La démocratie promeut le détour par les institutions plutôt que la facilité du slogan ou, pire, le caractère autoritaire du geste, du doigt impérieux pointé dans la direction du désir auquel les autres doivent se plier: «Dégage!»
Par Jamila Ben Mustapha*
Je vais me risquer à dire ce que me suggère cette fameuse expression populaire française à laquelle les foules tunisiennes, en l'adressant au dictateur, ont donné un poids et une densité appelés à être retenus, non seulement, par l'Histoire nationale, mais, peut-être, aussi, mondiale, même si un consensus existe sur sa nécessaire valorisation comme étant un des termes fétiches des événements du 14 janvier.
Il est, à ce propos, toujours intéressant de prendre le risque d'aller, à rebrousse-poil, contre une position dominante. La langue de bois peut, après tout, exister dans un sens comme dans un autre, soit, pour justifier l'ordre établi, ou pour le soumettre à une critique inconditionnelle et systématique. L'originalité et le progrès intellectuel ne peuvent être que le produit d'une démarche solitaire, souvent désapprouvée.
Ce terme, en ce qui me concerne, m'a toujours quelque peu, effrayée, moi qui ai été nourrie de maïeutique socratique, sur les bancs de l'université. Puisque l'actualité l'a mis au devant de la scène, ces jours-ci, l'occasion m'est donnée d'essayer de formuler les raisons de ce malaise.
Quand il a été prononcé contre l'ancien président, les raisons qui justifiaient son emploi étaient tellement évidentes qu'on n'avait pas besoin de faire un dessin ou, mieux, de les justifier par un discours.
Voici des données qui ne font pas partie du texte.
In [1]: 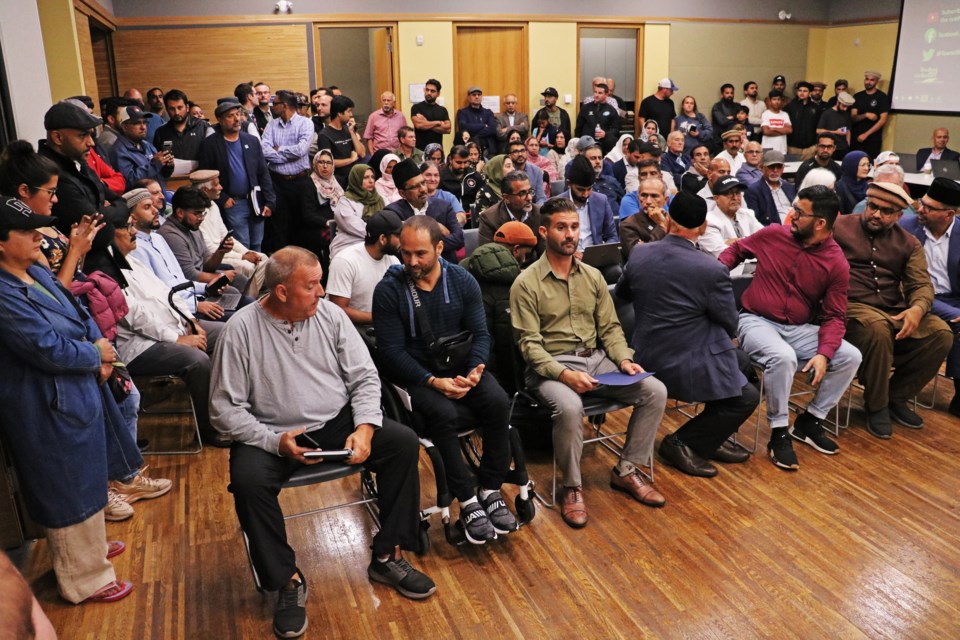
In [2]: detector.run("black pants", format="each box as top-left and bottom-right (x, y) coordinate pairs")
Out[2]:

Mais quand les foules s'en sont emparées, ensuite, pour le hurler devant n'importe quel responsable dont la tête ne leur revenait pas, nous pouvons, en toute légitimité, nous qui voulons construire une démocratie, nous sentir, tout de même, inquiets.
En quoi ce mot peut-il être insatisfaisant? Il l'est, bien sûr, par son caractère rapide, se présentant comme une expression concise, autonome, qui se suffit à elle-même, une sorte d'argument-massue, un terme condensé jouant, à la fois, le rôle de démonstration et de conclusion, lui qui ne devrait être que le point ultime d'un processus; c'est, aussi, un «mot-geste», ce que les linguistes appellent «un performatif», c'est-à-dire une expression verbale qui est l'exact équivalent d'un acte. Mais, étant expéditif, il a l'inconvénient d'être arbitraire.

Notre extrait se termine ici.